Closed JanMarvin closed 2 years ago
Research indicates, that the information is stored on a page 640 after the data information. In a synthetic test file (similar to data.frame(x = 1:3)
) the following values were found. The comment following the file name is the value, the comment below the function call is the sas call. The test files were created using a x64 SAS. If the hex value is changed to a different value, the SAS output changes. E.g. change 0x40
to 0x80
in test2
and the result will be test3
. Not sure, how the values are constructed.

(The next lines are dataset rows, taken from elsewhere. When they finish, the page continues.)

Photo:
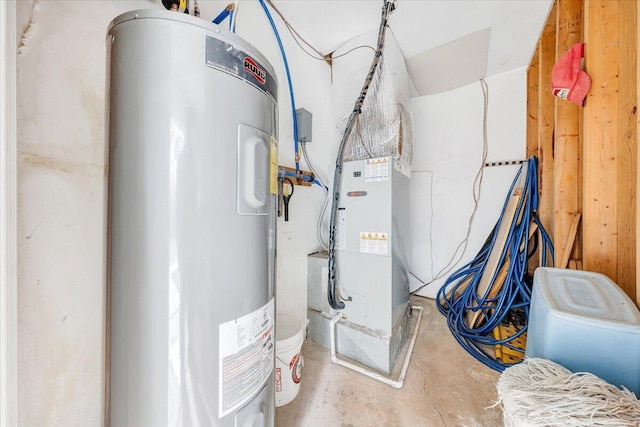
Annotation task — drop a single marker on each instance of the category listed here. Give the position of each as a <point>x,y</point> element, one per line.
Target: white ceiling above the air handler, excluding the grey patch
<point>421,25</point>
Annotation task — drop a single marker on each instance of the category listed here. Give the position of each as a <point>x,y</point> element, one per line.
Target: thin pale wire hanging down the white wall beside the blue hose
<point>477,189</point>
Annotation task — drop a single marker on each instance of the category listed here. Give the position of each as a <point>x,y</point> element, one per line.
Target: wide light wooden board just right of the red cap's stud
<point>600,239</point>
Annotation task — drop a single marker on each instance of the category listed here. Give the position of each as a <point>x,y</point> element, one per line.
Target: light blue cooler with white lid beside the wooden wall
<point>585,322</point>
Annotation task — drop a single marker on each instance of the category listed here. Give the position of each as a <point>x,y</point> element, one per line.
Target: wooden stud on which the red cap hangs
<point>566,154</point>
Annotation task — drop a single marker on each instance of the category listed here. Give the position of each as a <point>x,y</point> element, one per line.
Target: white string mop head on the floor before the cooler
<point>539,392</point>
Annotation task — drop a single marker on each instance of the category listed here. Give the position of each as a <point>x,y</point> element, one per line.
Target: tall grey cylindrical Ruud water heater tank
<point>192,189</point>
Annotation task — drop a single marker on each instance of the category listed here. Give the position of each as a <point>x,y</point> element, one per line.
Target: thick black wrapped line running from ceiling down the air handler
<point>336,304</point>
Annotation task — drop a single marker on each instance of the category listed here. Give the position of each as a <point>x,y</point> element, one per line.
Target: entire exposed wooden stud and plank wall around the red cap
<point>588,154</point>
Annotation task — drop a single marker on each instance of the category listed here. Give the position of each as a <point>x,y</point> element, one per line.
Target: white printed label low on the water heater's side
<point>246,357</point>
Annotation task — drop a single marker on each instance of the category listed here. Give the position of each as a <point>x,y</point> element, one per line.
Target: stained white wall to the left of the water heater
<point>61,174</point>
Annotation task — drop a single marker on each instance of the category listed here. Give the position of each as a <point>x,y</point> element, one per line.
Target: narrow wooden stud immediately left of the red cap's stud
<point>547,59</point>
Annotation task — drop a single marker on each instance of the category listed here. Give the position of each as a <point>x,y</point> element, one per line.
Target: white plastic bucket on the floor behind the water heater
<point>289,361</point>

fl <- "../sas7bdat/test2.sas7bdat" # 64
dd <- read.sas(fl, F) # delete x = 2
fl <- "../sas7bdat/test3.sas7bdat" # 96
dd <- read.sas(fl, F) # delete x > 1
fl <- "../sas7bdat/test4.sas7bdat" # 128
dd <- read.sas(fl, F) # delte x = 1
fl <- "../sas7bdat/test5.sas7bdat" # 192
dd <- read.sas(fl, F) # delete x < 3
The value appears to be a double. Either it is the number of the row to be deleted (starting at 0) (e.g., 2) or negative indicating the number of rows to be deleted from the top (e.g., -0 or -2)?
Found another PAGE_TYPE 384, here the last double of the page seems to indicate which of the rows has to be removed. Still the position of the double on PAGE_TYPE 640 remains unknown
Certain sas7bdat files contain rows deleted by the SAS user prior to writing the file. These rows are usually in the middle or at the end of the file. Presumably SAS is lazy removing and repositioning data in output files and instead simply notes lines to be ignored.
Right now these lines are imported by
readsas
. Therefore the dataset might differ from SAS. The information which row(s) to ignore is assumed to be at the end of case 1.